Rapport de la Commission au Parlement européen et au Conseil du 16 juin 2010 sur l’application de la directive 2004/83/CE du 29 avril 2004 concernant les normes minimales relatives aux conditions que doivent remplir les ressortissants des pays tiers ou les apatrides pour pouvoir prétendre au statut de réfugié ou les personnes qui, pour d’autres raisons, ont besoin d’une protection internationale, et relatives au contenu de ces statuts [COM(2010) 314 final – Non publié au Journal officiel].
Ce rapport présente la transposition et la mise en œuvre de la directive 2004/83/CE par les pays de l’UE et souligne les points qui pourraient poser problème.
Bien que certains pays de l’UE aient dépassé le délai de transposition de la directive dans la législation nationale, la directive est désormais transposée par tous les pays de l’UE. Toutefois, plusieurs dispositions ont été transposées de façon incorrecte ou partielle seulement, notamment des normes moins élevées que celles fixées par la directive. Par conséquent, le régime d’octroi de la protection des pays de l’UE et le contenu de cette protection varient fortement.
Par exemple, la transposition des dispositions suivantes à posé problème en ce qui concerne l’octroi d’une protection internationale:

  • liste des problèmes à prendre en compte lors de l’évaluation des demandes;
  • acteurs des persécutions;
  • conditions à remplir pour être considéré comme personne pouvant bénéficier de la protection subsidiaire;
  • cessation ou exclusion de la protection et responsabilité des pays de l’UE de les motiver par des justificatifs.

D’autre part, la plupart des pays de l’UE ont transposé les dispositions relatives aux acteurs de la protection, les actes de persécution et les motifs.
En ce qui concerne le contenu de la protection accordée, certains pays de l’UE n’ont pas transposé les dispositions relatives aux personnes vulnérables et aux mineurs, ainsi qu’à l’accès aux informations, aux soins de santé et aux infrastructures d’intégration. La disposition de non-refoulement a été transposée par tous les pays de l’UE. En outre, plusieurs pays de l’UE accordent un titre de séjour pour une durée plus longue que demandé dans la directive et autorisent l’accès au marché de l’emploi.

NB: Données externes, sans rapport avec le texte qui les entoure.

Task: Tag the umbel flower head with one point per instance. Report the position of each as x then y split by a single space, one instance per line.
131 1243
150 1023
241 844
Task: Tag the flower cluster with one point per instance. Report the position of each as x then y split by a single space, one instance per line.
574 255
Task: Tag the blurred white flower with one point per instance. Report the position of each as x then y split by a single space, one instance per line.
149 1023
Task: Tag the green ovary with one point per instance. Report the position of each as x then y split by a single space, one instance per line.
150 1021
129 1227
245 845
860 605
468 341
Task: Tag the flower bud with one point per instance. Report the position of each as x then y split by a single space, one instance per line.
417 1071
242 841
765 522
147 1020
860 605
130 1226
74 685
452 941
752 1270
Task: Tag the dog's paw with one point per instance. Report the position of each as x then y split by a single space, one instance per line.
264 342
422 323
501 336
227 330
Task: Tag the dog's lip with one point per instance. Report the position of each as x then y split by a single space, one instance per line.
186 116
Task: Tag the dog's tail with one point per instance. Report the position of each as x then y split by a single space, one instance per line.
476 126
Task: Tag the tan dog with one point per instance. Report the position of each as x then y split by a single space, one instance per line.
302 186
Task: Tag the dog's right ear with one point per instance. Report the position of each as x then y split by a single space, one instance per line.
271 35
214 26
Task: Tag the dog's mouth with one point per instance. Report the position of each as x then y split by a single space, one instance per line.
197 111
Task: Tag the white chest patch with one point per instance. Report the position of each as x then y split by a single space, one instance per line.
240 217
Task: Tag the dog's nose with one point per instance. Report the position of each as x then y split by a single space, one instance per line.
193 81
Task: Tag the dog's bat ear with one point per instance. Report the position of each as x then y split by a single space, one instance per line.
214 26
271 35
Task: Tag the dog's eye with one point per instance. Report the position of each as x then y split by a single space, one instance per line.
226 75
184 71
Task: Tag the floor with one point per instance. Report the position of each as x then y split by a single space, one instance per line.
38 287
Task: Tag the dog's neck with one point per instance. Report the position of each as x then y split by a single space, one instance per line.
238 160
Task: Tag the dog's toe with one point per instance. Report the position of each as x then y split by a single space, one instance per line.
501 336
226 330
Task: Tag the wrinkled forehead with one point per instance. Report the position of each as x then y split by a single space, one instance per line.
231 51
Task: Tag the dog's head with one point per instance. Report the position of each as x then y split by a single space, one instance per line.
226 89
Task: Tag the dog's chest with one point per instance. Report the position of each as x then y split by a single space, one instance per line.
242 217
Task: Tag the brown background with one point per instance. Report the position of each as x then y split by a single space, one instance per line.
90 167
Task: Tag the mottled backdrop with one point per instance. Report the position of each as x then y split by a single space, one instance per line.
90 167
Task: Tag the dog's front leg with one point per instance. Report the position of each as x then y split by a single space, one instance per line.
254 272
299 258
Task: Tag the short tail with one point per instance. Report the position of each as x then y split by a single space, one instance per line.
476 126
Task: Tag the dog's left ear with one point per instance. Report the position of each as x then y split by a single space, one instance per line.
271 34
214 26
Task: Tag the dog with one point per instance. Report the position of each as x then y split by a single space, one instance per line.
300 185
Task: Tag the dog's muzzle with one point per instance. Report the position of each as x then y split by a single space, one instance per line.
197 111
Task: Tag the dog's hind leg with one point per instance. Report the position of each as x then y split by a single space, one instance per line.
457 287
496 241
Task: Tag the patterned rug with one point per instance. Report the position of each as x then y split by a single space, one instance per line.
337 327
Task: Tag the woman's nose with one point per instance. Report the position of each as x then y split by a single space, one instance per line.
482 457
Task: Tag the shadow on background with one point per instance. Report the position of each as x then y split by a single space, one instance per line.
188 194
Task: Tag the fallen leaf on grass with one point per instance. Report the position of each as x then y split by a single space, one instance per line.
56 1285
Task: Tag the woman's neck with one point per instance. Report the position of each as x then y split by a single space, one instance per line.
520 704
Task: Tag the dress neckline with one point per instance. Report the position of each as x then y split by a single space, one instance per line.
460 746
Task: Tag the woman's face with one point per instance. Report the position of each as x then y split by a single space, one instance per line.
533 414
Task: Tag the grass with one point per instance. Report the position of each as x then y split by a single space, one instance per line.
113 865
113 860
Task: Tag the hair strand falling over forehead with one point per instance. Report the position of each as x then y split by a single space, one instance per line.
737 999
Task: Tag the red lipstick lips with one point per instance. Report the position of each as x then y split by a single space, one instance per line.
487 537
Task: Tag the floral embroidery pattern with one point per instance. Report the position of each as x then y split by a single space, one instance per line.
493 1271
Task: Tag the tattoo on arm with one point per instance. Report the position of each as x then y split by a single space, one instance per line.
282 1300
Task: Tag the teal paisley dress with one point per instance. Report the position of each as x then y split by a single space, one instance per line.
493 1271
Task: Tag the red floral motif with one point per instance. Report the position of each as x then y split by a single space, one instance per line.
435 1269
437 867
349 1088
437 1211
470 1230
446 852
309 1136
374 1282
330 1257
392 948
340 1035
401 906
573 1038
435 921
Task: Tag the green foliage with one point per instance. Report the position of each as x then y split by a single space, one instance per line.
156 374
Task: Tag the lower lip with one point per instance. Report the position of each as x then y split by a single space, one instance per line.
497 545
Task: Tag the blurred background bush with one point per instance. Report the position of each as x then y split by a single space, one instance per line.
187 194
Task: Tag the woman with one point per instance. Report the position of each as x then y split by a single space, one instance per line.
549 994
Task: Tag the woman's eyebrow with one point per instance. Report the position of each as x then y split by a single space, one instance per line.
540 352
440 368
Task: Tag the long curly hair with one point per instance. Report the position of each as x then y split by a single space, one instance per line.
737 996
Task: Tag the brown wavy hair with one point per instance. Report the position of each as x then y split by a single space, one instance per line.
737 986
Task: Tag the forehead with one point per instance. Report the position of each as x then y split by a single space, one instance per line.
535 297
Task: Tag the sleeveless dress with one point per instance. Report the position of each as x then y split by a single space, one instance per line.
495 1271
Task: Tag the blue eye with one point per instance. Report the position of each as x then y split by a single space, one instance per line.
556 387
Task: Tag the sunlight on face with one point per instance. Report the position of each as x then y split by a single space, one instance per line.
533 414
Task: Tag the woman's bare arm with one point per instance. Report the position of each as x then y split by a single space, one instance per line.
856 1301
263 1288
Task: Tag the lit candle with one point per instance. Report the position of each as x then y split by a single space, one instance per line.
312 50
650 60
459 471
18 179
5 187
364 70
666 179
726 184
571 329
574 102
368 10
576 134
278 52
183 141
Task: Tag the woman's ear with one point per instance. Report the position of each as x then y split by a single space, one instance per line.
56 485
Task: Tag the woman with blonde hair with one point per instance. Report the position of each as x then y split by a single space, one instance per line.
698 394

Les différences en matière de mise en œuvre dans les pays de l’UE résultent, dans une certaine mesure, de l’imprécision et de l’ambigüité de certains concepts de la directive, notamment en ce qui concerne les acteurs de la protection et de la protection internationale, ce qui ne peut être résolu que par la modification des dispositions concernées.
En bref, l’objectif d’harmonisation des conditions requises et des statuts des bénéficiaires de la protection internationale et du contenu de cette protection n’a pas encore été entièrement concrétisé.